List values usually accept JSON or comma-separated strings. Prefer JSON for complex values because it avoids ambiguity:

export SYNCTV_SERVER_CORS_ALLOWED_ORIGINS='["https://app.example.com"]'

See Environment Variables for the full runtime environment variable list.

Secret Files

Sensitive fields support loading values from files. This works well with Docker Secrets, Kubernetes Secrets, Vault Agent, External Secrets, and similar systems.

YAML form:

jwt:
  secret_file: "/run/secrets/jwt_secret"

Environment variable form:

export SYNCTV_JWT_SECRET_FILE=/run/secrets/jwt_secret

Common fields that support file references include:

server.cluster_secret
security.credential_encryption_key
security.opaque_server_setup_secret
management.auth_token
database.url
database.password
redis.url
redis.password
jwt.secret
email.smtp_password
bootstrap.root_password
livestream.hls_oss.access_key_id
livestream.hls_oss.secret_access_key
Media provider secret-like fields such as token, api_key, password, access_token, and refresh_token

Relative *_file paths are resolved relative to the configuration file directory, not data_dir.

What `data_dir` Controls

data_dir is the root for runtime-owned local files written by SyncTV. It is not the configuration directory and it is not the database directory.

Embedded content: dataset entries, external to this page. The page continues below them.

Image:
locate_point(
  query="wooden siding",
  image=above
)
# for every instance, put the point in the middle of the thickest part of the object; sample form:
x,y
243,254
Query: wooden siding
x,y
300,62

Paths affected by data_dir:

management.unix_socket_path
logging.file_path
livestream.hls_storage_path
cache.proxy_slice_file_cache_dir

Paths not affected by data_dir:

*_file secret paths
metrics.tls.cert_path
metrics.tls.key_path

Example:

data_dir: "/var/lib/synctv"

cache:
  proxy_slice_file_cache_dir: "cache/proxy-slice"

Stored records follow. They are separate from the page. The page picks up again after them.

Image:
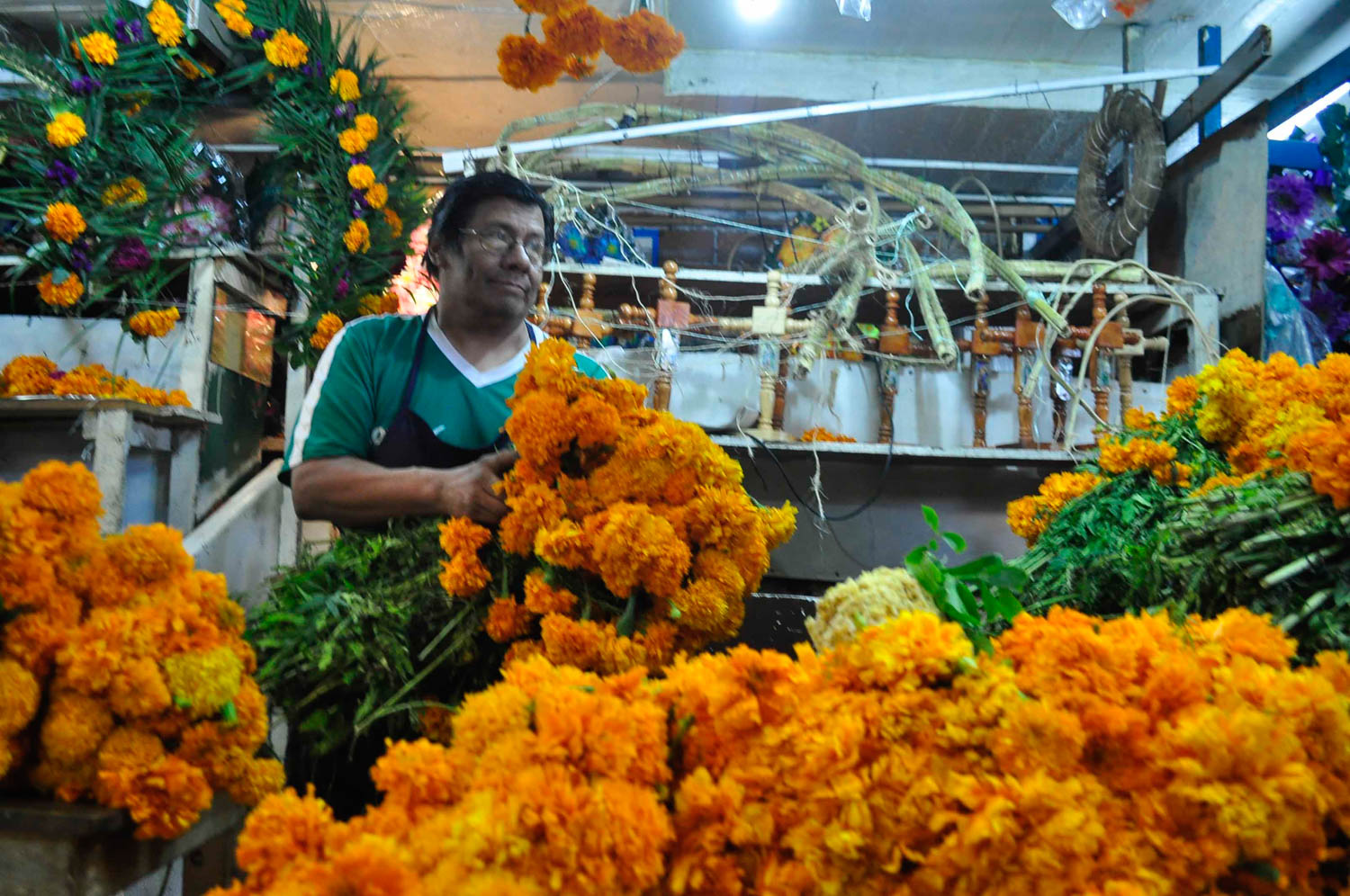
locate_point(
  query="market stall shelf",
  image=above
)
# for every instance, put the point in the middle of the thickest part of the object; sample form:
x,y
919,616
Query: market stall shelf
x,y
146,458
54,849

The actual slice cache path becomes:

/var/lib/synctv/cache/proxy-slice

But this secret file remains relative to the configuration file location:

jwt:
  secret_file: "./secrets/jwt"

Inspect and Validate the Effective Config

Use config show to inspect the final merged configuration. Secrets are redacted.

synctv --config /etc/synctv/synctv.yaml config show --output yaml

Validate before deployment:

synctv --config /etc/synctv/synctv.yaml config validate

Validation checks required secrets, unsafe placeholder values, CORS origins, WebAuthn origins, cluster dependencies, gRPC size limits, and path resolution constraints.